In real life, Beyond Meat is still a small business. Investors have their eyes on the industry to grow and also on the manufacturing capabilities and technology of the company expanding. But, Wall Street equity analysts aren’t sure if the company can sustain the price as most have the stock graded as a Hold.

Secular Trends Toward Alternative Meat Consumption

As previously mentioned, the increase in veganism is well-documented however, it isn’t easy to locate reliable data to prove this assertion with quantifiable evidence. A recent poll conducted by Gallup estimates the percentage of vegans in the US as 3 percent of the population,, a slight increase from the 2% recorded in 2012. Based on the poll, the proportion of vegetarians remained stable at 5% for the same time.

It is also apparent in the global statistics on meat consumption. The consumption of meat has been rising across the world, with today’s production being five times greater than it was 50 decades before. This isn’t just due to the rising life expectancies in developing countries. There is an inverse correlation in the statistics between rising income and a growing consumption of meat,. Still, overall, the consumption of beef has not decreased significantly in the US and Europe. The consumption of meat is growing, but the kind of meat consumed is changing, with poultry taking over beef in a pattern consistent with the environmental and health issues related to meat production and beef.

Competition and Investor Interest

This article will provide a brief overview of the direct competition Beyond Meat faces in the meat-based plant-based industry and other companies operating in the same field, like dairy substitutes and meal replacements. This market is attracting increasing attention from investors who have poured more than $16 billion into this space, including $13 billion in 2017 and 2018.

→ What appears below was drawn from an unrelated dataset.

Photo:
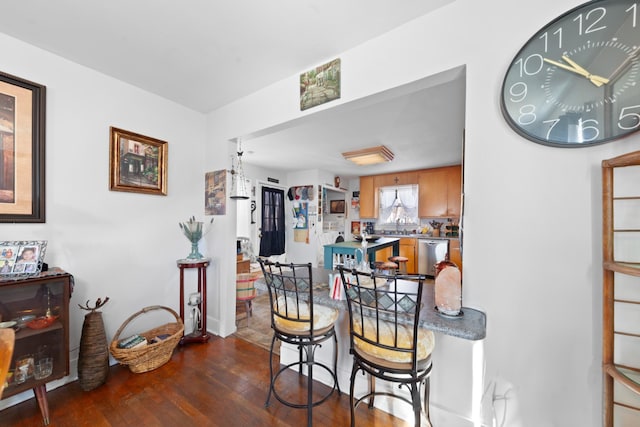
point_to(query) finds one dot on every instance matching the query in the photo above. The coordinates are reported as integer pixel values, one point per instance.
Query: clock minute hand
(592, 77)
(580, 71)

Closest Competitor: Impossible Foods

Impossible Foods is possibly the closest and most similar competitor to Beyond Meat. It announced a new round of financing shortly after its IPO of Beyond Meat, raising $300 million. Investors, including Khosla Ventures, Google Ventures, and Bill Gates now support the company.

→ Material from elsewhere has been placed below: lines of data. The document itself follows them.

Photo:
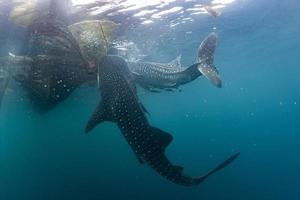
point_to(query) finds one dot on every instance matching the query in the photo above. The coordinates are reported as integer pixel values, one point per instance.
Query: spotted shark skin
(157, 75)
(119, 104)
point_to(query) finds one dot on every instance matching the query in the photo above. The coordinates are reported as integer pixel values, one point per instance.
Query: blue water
(48, 156)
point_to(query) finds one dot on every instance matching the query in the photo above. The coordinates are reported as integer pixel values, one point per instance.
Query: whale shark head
(205, 58)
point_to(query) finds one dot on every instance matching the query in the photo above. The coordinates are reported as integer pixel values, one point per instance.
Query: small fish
(212, 11)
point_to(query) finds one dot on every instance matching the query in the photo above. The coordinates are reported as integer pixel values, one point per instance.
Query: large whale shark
(151, 75)
(119, 104)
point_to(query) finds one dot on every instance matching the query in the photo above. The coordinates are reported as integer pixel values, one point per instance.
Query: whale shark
(151, 75)
(4, 79)
(119, 104)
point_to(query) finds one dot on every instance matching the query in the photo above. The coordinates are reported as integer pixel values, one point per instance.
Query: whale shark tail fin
(217, 168)
(206, 59)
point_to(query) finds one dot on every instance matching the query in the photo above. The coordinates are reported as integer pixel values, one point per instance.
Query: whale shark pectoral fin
(100, 115)
(217, 168)
(206, 58)
(162, 137)
(141, 161)
(176, 63)
(207, 49)
(4, 80)
(144, 109)
(211, 73)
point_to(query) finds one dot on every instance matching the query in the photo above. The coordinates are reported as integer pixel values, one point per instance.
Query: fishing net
(94, 38)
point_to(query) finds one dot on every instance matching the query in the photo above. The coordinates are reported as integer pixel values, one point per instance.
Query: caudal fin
(217, 168)
(205, 57)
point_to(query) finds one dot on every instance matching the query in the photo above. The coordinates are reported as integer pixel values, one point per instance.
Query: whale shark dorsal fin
(101, 114)
(176, 63)
(205, 57)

Impossible Foods is creating ” bleeding” hamburgers and working to replicate whole pieces of meat. Like Beyond Meat, the company was established from environmental concerns and the idea of using technology to recreate the texture and features of meat using plant-based protein. The company doesn’t plan to be listed on the stock exchange shortly.

There are no figures on revenue in the case of Impossible Foods. Still, the company has had a difficult time meeting consumer demand since it has launched several national initiatives, including the partnership with Burger King. Impossible Foods’ production issues involve transferring staff from its R&D department to packaging and production while it improves its production facility.